Flag-carrier Philippine Airlines (PAL) signed a US$7 billion deal on Tuesday to buy 54 Airbus jets as part of an ambitious plan to overhaul its fleet to meet higher demands of transporting passengers and cargo in Asia, the Middle East and Australia, airline officials said.
PAL president Ramon Ang (蔡啟文) said the first batch of about a dozen wide-body A330-300s and A321s would be delivered in January, while the rest of the aircraft would be put in service in the next three years.
The acquisition, the largest single aircraft order ever made by a Philippine carrier, would more than double the airline’s passenger and cargo-handling capacity and signals an expansion phase after Philippine food-and-beer conglomerate San Miguel Corp acquired major stakes in PAL and its affiliate budget carrier, Air Philippines Corp, earlier this year.
PAL also plans to buy another 46 aircraft from Airbus and other manufacturers, including Boeing, Ang told a news conference.
“The orders we are placing with Airbus will play a key role in revitalizing PAL and growing trade and tourism in the country,” PAL chairman Lucio Tan (陳永栽) said.
Twenty-six of the 100 airplanes the airline wants to buy would be for long-distance journeys, like Manila to New York and to Paris, Ang said.

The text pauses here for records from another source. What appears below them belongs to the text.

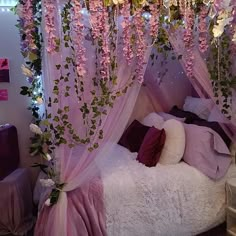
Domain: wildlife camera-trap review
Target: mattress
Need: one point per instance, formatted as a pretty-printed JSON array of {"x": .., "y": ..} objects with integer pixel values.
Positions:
[{"x": 162, "y": 200}]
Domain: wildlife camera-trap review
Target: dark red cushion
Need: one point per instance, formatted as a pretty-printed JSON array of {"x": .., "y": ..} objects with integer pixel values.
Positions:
[
  {"x": 151, "y": 148},
  {"x": 133, "y": 136}
]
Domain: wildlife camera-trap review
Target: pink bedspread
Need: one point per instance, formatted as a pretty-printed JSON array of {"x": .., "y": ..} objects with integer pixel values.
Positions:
[{"x": 85, "y": 213}]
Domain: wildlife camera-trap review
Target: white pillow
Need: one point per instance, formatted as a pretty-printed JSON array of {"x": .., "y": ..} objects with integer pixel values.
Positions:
[
  {"x": 174, "y": 146},
  {"x": 200, "y": 106},
  {"x": 153, "y": 119}
]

In Washington, US Department of State spokeswoman Victoria Nuland suggested that US officials have lobbied for Boeing to get the aircraft deal with PAL, but added that the awarding of the contract to Airbus would not affect Washington’s relations with the Philippines, which has been bolstered in recent years.
Asked if the US government lobbied for the Philippines to award the deal to Boeing over Airbus, Nuland said: “We always advocate for US companies, particularly when there’s a big contract at stake, but, you know, nations make sovereign decisions and they make them based on their own set of criteria.”
A Philippine Airlines official said the company awarded the huge contract based purely on business criteria and without prejudice to any company. The official spoke on condition of anonymity for lack of authority to talk to reporters.